1. Prevent the epidemic: after the national upgrading of prevention and control measures, the epidemic ushered in an inflection point in May, and the number of confirmed covid-19 cases decreased significantly, providing an opportunity for enterprises to resume work and production. In May, the industrial added value increased by 0.7% year-on-year, from negative growth in April to positive, and the productivity was repaired. In addition, the manufacturing purchasing managers’ index (PMI) was close to 50% in May, returning to the boom and bust line, and the economic boom gradually rebounded.
2. Stabilize the economy: the development goal of the second quarter is to ensure that the economy achieves reasonable growth and the unemployment rate drops as soon as possible. The corresponding main measures include: on the one hand, investment and consumption drive the rapid recovery of the economy, that is, using infrastructure investment to drive the positive cycle of the economy, and promoting consumption policies to release potential domestic demand; On the other hand, market players should be protected to ensure employment and people’s livelihood.
Provide a strong financial guarantee for infrastructure investment, and realize the comprehensive effect of expanding effective investment, promoting employment and promoting consumption. The “package of policies and measures” requires that the issuance and use of 3.45 trillion yuan of special bonds issued this year should be accelerated, and the issuance should be basically completed by the end of June, and strive to be basically completed by the end of August. On June 30, the national Standing Committee once again clarified the measures of policy oriented and developmental financial instruments to support the construction of major projects, raising 300billion yuan through the issuance of financial bonds, etc., to supplement the capital of major projects, including new infrastructure. Finally, the linkage of fiscal and monetary policies to leverage larger-scale infrastructure projects will help to expand the effect of work relief: provide migrant workers, people out of poverty and other large-scale jobs, support them to increase their income through labor, and then stimulate County consumption.
Take mass consumption as the starting point and consumption vouchers as the carrier to actively release consumption potential. The “package of policies and measures” proposes to steadily increase the consumption of automobiles, household appliances and other bulk commodities. At the same time, the Ministry of industry and information technology and other departments jointly launched a new round of new energy vehicles to the countryside. In addition, many governments subsidize digital consumption of household appliances and actively promote green and energy-saving consumption. In the short term, as described above, automobile consumption has rebounded significantly in May; In the long run, the recovery of bulk consumption will help the continuous upgrading of consumption. In terms of consumer vouchers, as of early May, at least 19 provinces across the country planned to issue consumer vouchers, with a total amount of more than 5billion yuan, of which at least 11 provinces and cities planned to issue consumer vouchers of more than 100 million yuan.
Relieve market players and reduce their burdens, so as to stabilize and expand posts and ensure employment. The national urban survey unemployment rate in May was 5.9%, down from April, but still at a high level.

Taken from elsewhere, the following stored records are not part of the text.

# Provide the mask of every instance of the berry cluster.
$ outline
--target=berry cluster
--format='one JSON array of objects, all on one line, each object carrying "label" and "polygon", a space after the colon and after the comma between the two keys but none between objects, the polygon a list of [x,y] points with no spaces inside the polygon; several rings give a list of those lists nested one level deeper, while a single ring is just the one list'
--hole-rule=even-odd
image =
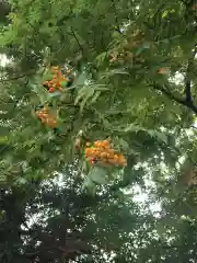
[{"label": "berry cluster", "polygon": [[71,81],[68,76],[70,70],[66,70],[65,75],[61,72],[59,67],[51,67],[53,78],[48,81],[45,81],[43,85],[48,90],[48,92],[54,93],[57,91],[62,91],[62,88]]},{"label": "berry cluster", "polygon": [[91,146],[86,144],[85,158],[91,164],[99,163],[101,165],[126,167],[125,157],[115,151],[108,140],[97,140]]},{"label": "berry cluster", "polygon": [[50,128],[57,127],[57,117],[49,113],[47,105],[45,105],[42,110],[36,111],[35,114],[43,124],[46,124]]}]

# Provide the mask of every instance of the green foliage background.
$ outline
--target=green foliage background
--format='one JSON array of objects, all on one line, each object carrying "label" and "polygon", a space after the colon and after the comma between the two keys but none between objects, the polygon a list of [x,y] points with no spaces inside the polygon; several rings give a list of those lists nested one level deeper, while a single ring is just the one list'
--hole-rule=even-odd
[{"label": "green foliage background", "polygon": [[[196,7],[0,2],[1,262],[196,260]],[[70,65],[76,79],[51,99],[42,82],[53,65]],[[58,133],[35,117],[45,102],[58,108]],[[81,130],[90,141],[111,137],[127,168],[107,181],[89,171],[74,149]]]}]

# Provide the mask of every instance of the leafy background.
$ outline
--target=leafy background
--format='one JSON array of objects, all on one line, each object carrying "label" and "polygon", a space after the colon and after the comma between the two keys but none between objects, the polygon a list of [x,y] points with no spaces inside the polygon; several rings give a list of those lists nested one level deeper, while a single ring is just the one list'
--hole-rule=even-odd
[{"label": "leafy background", "polygon": [[[196,10],[0,1],[2,263],[196,261]],[[74,82],[51,99],[42,82],[54,65],[70,65]],[[46,101],[58,134],[35,117]],[[111,137],[127,168],[107,181],[86,170],[81,132]]]}]

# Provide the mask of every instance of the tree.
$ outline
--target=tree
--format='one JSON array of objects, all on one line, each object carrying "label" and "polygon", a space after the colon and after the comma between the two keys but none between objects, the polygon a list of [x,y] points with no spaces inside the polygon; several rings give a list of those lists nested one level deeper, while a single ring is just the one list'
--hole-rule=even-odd
[{"label": "tree", "polygon": [[[143,190],[150,187],[150,197],[162,203],[160,219],[150,211],[147,219],[142,217],[147,226],[139,228],[136,238],[139,251],[129,249],[125,240],[125,259],[118,252],[123,256],[117,262],[194,259],[189,251],[195,237],[183,241],[179,229],[185,231],[190,225],[179,217],[187,215],[187,221],[195,225],[195,180],[190,180],[193,172],[184,172],[189,180],[183,183],[179,159],[189,163],[186,171],[195,171],[195,1],[18,0],[1,2],[1,7],[0,46],[10,59],[1,69],[1,184],[14,190],[11,199],[34,185],[33,192],[23,196],[24,206],[14,208],[21,211],[14,229],[24,220],[26,198],[32,196],[35,202],[42,182],[77,162],[82,188],[95,195],[91,198],[96,198],[101,187],[111,194],[138,184]],[[57,96],[46,91],[50,66],[71,70]],[[177,73],[183,81],[177,80]],[[55,87],[53,82],[50,88]],[[38,119],[44,104],[54,118],[57,115],[48,121],[50,127]],[[190,135],[188,129],[193,129]],[[126,157],[126,168],[101,168],[86,161],[85,142],[108,138]],[[151,186],[146,185],[147,178]],[[72,192],[69,195],[74,199]],[[78,195],[76,199],[78,203]],[[167,241],[169,236],[174,243]],[[24,245],[21,238],[16,242]],[[185,242],[184,252],[178,242]],[[35,243],[31,244],[35,253]],[[169,245],[175,248],[172,253]]]}]

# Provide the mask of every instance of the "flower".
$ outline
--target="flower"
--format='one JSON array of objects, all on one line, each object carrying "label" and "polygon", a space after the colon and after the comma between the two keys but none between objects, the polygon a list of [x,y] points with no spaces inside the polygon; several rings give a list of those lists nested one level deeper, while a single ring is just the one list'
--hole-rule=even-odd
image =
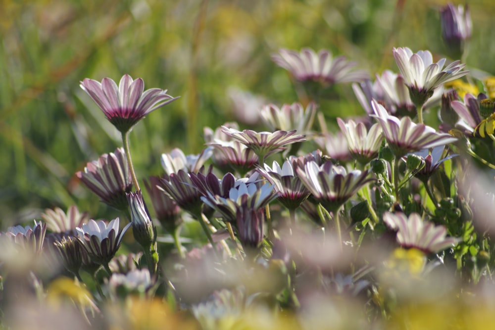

Among them, the unemployment rate of young people aged 16-24 is 18.4%, continuing to set the highest level since records began. The “package of policies and measures” further reduced the burden and tax rebates for various market entities, so as to stabilize employment and promote income growth. Specifically, based on the scale of tax rebates retained at the beginning of this year, more than 140 billion yuan of tax rebates were increased, and the total amount of tax rebates and reductions throughout the year was 2.64 trillion yuan, increasing cash flow for enterprises and maximizing the protection of market players, employment and people’s livelihood.
3. Overall development and safety: under the overall upward trend of the investment sector, real estate investment has become a drag on the economy, which is not conducive to overall development. From January to may, the year-on-year data of real estate investment and sales further weakened. Compared with January to April, the growth rate decreased by 1.3%, 2.7% (sales area) and 2% (sales volume) respectively. The large scale, long chain and wide coverage of the real estate industry have an important systematic impact on economic and financial stability and risk prevention. In order to guide the steady and healthy development of the real estate market in the economic downturn stage, the central government once again clarified the guiding framework of “implementing policies for cities”, and further loosened the real estate through financial, policy and other means. It is expected that real estate investment in the second half of the year is expected to bid farewell to the downward range.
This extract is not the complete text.